Una vez tuve escrito el primer borrador, me di cuenta de que varias personas habían abordado ya estos temas antes de que pensara en hacerlo: en particular mi autor favorito de todos los tiempos, James Branch Cabell; el difunto Roger Zelazny; y, por supuesto, el inimitable Harlan Ellison, cuya antología Deathbird Stories se quedó grabada a fuego en mi mente cuando todavía tenía una edad en la que un libro puede cambiarte la vida para siempre.
Todavía no entiendo muy bien de qué sirve dejar constancia para la posteridad de la música que uno escucha mientras escribe un libro, y yo escuché muchas cosas mientras escribía éste. No obstante, sin el Dream Cafe de Greg Brown y las 69 Love Songs de los Magnetic Fields esta habría sido una obra distinta. Así que gracias a Greg y a Stephin. Y creo que es mi deber informaros de que podéis escuchar la música de La Casa de la Roca en cinta o CD, incluyendo aquella de la máquina del Mikado y la del Carrusel más Grande del Mundo. No se parece a nada, aunque seguro que no es mejor, de lo que hayáis podido escuchar hasta ahora. Escribid a The House on the Rock, Spring Green, WI 53588 USA, o llamad al (608) 935-3639.

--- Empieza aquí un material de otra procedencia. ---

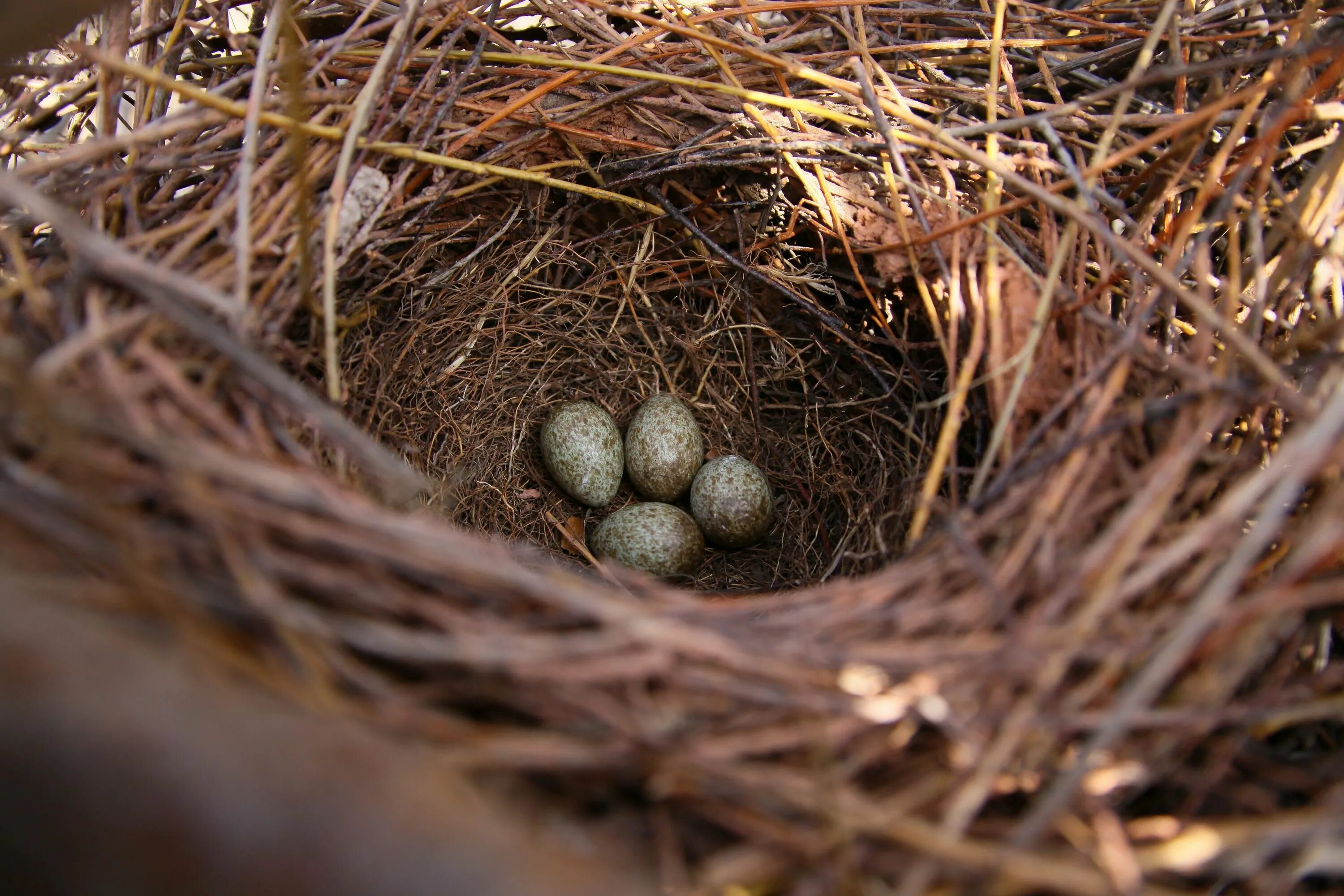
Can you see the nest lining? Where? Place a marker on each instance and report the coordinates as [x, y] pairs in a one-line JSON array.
[[460, 378]]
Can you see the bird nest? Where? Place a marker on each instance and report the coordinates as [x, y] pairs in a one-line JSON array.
[[1031, 316]]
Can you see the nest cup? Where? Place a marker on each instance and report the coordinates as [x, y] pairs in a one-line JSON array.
[[464, 382], [1054, 573]]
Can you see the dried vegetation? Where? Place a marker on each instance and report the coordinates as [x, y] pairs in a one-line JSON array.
[[1031, 314]]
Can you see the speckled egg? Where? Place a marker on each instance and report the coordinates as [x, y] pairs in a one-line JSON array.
[[663, 449], [660, 539], [732, 501], [582, 450]]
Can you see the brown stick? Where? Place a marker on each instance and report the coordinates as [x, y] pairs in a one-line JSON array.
[[167, 289]]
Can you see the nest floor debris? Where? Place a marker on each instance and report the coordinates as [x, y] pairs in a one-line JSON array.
[[1031, 315]]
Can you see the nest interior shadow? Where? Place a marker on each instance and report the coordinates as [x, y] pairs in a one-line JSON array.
[[1051, 400], [461, 374]]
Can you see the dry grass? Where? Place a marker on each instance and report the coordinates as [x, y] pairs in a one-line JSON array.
[[1050, 389]]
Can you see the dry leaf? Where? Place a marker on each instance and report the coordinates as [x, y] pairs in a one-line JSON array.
[[1053, 362], [871, 229]]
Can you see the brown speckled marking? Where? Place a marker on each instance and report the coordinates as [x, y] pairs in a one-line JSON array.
[[582, 450], [663, 449], [656, 538], [732, 501]]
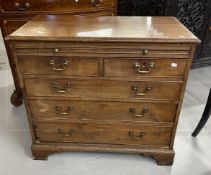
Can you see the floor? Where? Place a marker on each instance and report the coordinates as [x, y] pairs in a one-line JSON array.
[[193, 155]]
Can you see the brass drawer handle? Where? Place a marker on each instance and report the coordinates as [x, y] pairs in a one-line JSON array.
[[133, 136], [66, 134], [146, 91], [58, 66], [20, 8], [145, 52], [65, 112], [58, 90], [96, 3], [144, 68], [142, 114]]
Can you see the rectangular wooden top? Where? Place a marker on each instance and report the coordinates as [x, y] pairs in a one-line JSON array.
[[106, 28]]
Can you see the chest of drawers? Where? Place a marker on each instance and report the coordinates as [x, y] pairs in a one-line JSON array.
[[15, 13], [108, 84]]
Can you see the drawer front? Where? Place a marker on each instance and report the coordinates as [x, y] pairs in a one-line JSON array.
[[109, 111], [102, 89], [12, 25], [130, 134], [145, 67], [106, 50], [54, 5], [58, 66]]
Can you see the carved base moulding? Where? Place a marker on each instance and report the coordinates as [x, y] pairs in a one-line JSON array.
[[162, 156]]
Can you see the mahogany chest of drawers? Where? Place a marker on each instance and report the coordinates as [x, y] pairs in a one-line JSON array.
[[15, 13], [109, 84]]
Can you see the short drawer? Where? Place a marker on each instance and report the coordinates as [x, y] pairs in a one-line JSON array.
[[102, 89], [58, 66], [145, 67], [22, 6], [129, 134], [108, 111]]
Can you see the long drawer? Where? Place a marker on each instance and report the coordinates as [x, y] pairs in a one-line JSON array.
[[95, 88], [97, 110], [21, 6], [145, 67], [129, 134], [58, 66], [106, 50]]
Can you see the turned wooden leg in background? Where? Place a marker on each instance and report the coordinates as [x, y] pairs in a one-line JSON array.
[[205, 116], [16, 98]]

Mis agentes —Merrilee Heifetz de Writers House, Jon Levin y Erin Culley La Chapelle de CCA— actuaron como paredes de resonancia y pilares de sabiduría de incalculable valor.

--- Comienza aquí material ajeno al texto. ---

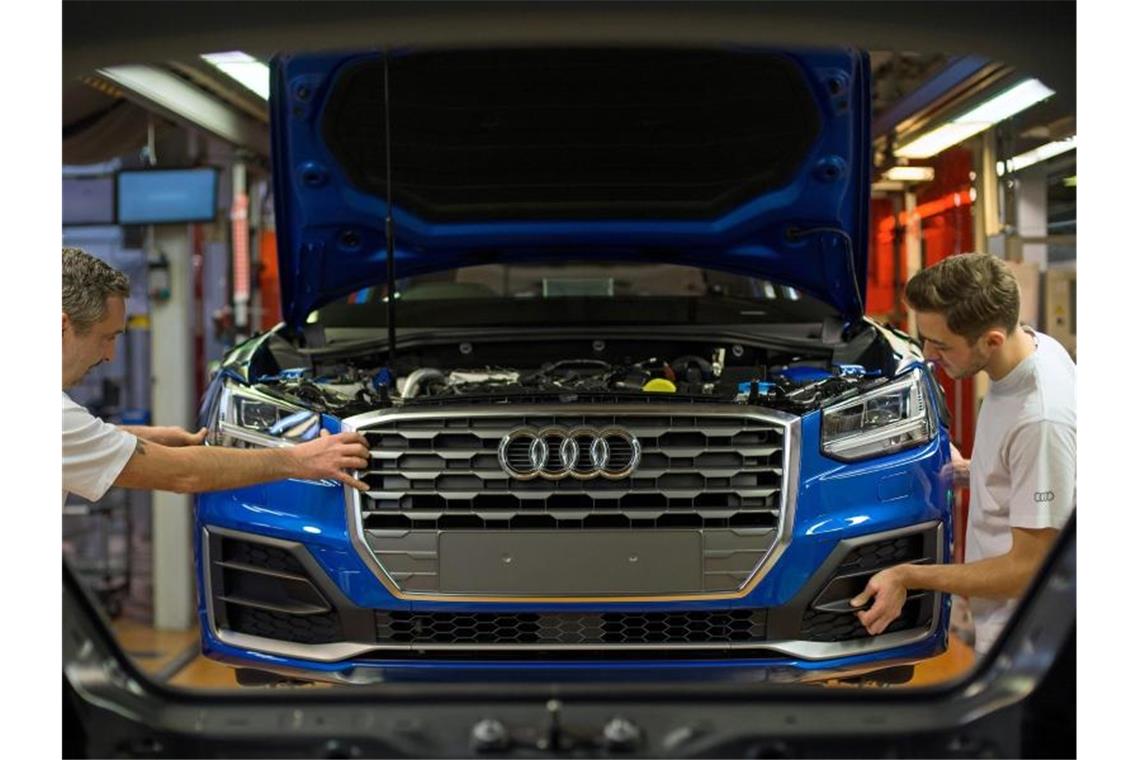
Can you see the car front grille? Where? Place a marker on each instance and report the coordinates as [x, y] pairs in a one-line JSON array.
[[715, 475], [577, 629]]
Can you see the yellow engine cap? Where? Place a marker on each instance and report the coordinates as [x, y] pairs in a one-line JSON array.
[[659, 385]]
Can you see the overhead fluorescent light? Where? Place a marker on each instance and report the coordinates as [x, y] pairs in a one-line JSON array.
[[886, 186], [1029, 157], [978, 119], [909, 173], [242, 67]]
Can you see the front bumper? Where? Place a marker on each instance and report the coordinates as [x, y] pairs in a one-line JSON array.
[[293, 620]]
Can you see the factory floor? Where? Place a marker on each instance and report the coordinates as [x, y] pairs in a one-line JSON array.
[[173, 658]]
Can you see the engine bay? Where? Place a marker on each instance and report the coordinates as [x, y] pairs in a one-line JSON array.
[[596, 370]]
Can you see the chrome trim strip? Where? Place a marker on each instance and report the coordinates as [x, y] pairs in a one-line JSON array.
[[789, 491], [796, 648]]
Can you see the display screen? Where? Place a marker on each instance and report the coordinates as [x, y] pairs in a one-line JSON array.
[[89, 199], [161, 196]]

Hubo mucha gente que estaba esperando cosas que les había prometido darles en cuanto terminara este libro que fue asombrosamente paciente. Me gustaría agradecer a la buena gente de Warner Bros. Pictures (especialmente a Kevin McCormiek y a Lorenzo di Bonaventura), de Village Roadshow, de Sunbow y de Miramax; y a Shelly Bond, que aguantó lo que no está escrito.

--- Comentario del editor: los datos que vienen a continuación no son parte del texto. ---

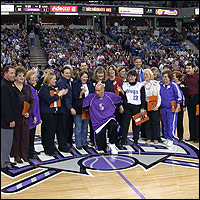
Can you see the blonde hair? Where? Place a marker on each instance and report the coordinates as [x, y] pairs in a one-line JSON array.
[[29, 73], [47, 78], [81, 73], [150, 72], [20, 69]]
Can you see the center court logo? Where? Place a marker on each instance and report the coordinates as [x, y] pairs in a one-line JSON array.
[[85, 161]]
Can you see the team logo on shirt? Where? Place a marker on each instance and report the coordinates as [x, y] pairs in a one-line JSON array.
[[85, 161]]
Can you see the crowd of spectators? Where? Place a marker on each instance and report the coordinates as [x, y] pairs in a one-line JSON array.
[[14, 47], [155, 47], [193, 36]]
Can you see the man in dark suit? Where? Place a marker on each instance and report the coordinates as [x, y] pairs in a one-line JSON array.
[[65, 118], [9, 112]]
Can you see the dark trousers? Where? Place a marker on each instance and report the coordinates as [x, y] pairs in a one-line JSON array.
[[152, 125], [129, 111], [31, 141], [118, 116], [193, 119], [20, 142], [180, 124], [91, 132], [100, 138], [63, 130], [71, 121], [49, 121]]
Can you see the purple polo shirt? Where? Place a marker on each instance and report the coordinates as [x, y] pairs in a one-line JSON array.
[[192, 84], [101, 109]]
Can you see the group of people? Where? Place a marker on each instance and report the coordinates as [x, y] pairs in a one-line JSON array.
[[103, 101]]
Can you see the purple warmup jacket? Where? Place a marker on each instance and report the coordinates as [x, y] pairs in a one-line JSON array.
[[36, 109], [101, 109]]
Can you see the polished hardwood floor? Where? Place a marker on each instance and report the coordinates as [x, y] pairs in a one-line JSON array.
[[170, 178]]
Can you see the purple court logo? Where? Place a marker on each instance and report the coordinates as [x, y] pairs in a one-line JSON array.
[[85, 161]]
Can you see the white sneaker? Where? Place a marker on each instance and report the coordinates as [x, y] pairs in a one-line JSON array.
[[170, 143], [113, 149], [166, 141]]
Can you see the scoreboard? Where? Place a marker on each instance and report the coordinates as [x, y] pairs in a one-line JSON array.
[[55, 9]]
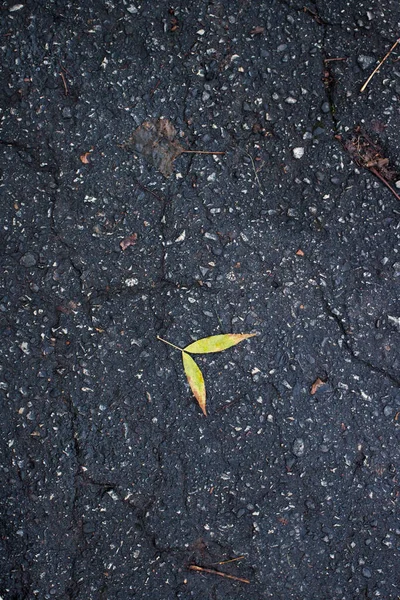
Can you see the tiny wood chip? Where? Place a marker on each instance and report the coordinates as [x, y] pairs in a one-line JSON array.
[[316, 385], [155, 140], [128, 241]]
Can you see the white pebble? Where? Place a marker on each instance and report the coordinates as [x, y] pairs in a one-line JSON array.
[[298, 152]]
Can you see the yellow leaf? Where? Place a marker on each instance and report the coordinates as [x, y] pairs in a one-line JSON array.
[[196, 380], [217, 343]]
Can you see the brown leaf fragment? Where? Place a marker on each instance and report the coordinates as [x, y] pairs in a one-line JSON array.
[[316, 385], [257, 30], [155, 140], [128, 241], [367, 154]]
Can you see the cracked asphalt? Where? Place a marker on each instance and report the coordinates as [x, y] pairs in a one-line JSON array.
[[113, 482]]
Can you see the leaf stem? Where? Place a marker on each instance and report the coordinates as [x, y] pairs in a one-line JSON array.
[[170, 344]]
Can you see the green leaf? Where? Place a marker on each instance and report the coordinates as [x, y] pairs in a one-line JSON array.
[[196, 380], [217, 343]]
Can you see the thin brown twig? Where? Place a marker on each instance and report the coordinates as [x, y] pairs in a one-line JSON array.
[[332, 59], [214, 572], [379, 65], [65, 83], [200, 152], [377, 174]]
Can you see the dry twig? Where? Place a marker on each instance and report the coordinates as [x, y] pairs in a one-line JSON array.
[[214, 572], [379, 65]]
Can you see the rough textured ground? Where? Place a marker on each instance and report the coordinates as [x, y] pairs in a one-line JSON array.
[[113, 481]]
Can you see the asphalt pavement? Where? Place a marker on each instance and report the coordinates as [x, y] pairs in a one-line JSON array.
[[115, 486]]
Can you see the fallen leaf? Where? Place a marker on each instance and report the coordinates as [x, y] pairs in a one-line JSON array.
[[155, 140], [217, 343], [128, 241], [196, 380], [84, 158], [316, 385]]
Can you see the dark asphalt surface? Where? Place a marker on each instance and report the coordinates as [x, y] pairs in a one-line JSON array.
[[113, 482]]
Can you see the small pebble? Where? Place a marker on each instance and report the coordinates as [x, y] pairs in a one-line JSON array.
[[298, 447], [28, 260], [365, 61], [298, 152], [367, 572], [66, 112]]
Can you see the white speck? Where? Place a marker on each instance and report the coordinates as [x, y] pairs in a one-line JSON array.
[[298, 152], [113, 495], [395, 320], [181, 237], [131, 282]]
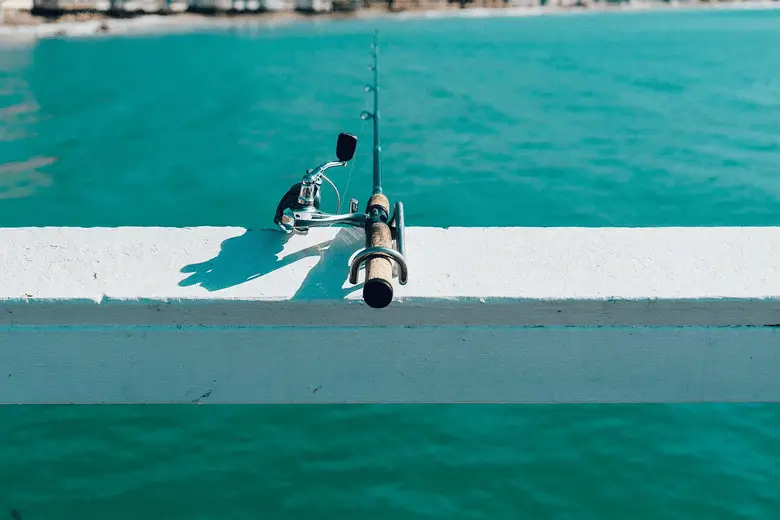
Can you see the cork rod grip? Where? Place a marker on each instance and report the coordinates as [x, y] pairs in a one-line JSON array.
[[378, 288]]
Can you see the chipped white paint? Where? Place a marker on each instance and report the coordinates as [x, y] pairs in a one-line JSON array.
[[489, 314]]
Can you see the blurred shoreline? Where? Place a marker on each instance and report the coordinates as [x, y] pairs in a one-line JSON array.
[[24, 25]]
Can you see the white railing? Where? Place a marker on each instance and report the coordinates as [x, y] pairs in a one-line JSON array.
[[219, 315]]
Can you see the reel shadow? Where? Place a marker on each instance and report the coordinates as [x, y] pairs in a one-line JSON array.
[[256, 253]]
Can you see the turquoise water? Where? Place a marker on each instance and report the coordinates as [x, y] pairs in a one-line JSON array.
[[628, 120]]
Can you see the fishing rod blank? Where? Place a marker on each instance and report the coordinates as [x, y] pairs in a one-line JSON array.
[[299, 210]]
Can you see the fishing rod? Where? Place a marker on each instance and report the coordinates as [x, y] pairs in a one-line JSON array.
[[299, 210]]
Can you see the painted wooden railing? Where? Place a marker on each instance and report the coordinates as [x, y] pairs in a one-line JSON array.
[[522, 315]]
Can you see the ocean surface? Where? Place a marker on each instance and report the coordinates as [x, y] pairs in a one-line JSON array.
[[653, 119]]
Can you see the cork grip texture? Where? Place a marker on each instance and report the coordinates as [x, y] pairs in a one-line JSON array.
[[378, 289]]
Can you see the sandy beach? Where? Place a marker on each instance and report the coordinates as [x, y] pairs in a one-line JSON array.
[[24, 26]]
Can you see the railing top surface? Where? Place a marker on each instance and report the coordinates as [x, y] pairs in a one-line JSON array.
[[544, 269]]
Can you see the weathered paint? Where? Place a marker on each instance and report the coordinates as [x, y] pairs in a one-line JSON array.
[[489, 315]]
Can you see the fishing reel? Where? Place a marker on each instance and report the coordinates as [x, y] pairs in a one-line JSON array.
[[299, 210]]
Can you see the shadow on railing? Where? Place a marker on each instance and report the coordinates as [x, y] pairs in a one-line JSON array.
[[256, 253]]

Los dos imprescindibles: Jennifer Hershey de HarperCollins en Estados Unidos y Doug Young de Hodder Headline en Reino Unido. Tengo suerte de tener unos buenos editores, y estos son dos de los mejores que he conocido. Por no decir de los que menos se quejan, más pacientes y, a medida que las fechas de entrega se iban volando como las hojas en otoño, francamente estoicos.
Bill Massey llegó al final, a Headline, y prestó su mirada experta y avezada. Kelly Notaras lo condujo durante la producción con gracia y aplomo.
Finalmente, quiero darle las gracias a mi familia, Mary, Mike, Holly y Maddy, que fueron los más pacientes de todos, los que me quisieron y los que aguantaron mis ausencias durante los largos periodos que pasaba fuera para escribir y descubrir Estados Unidos —que, cuando por fin los descubrí, resultó que habían estado en Estados Unidos todo el tiempo.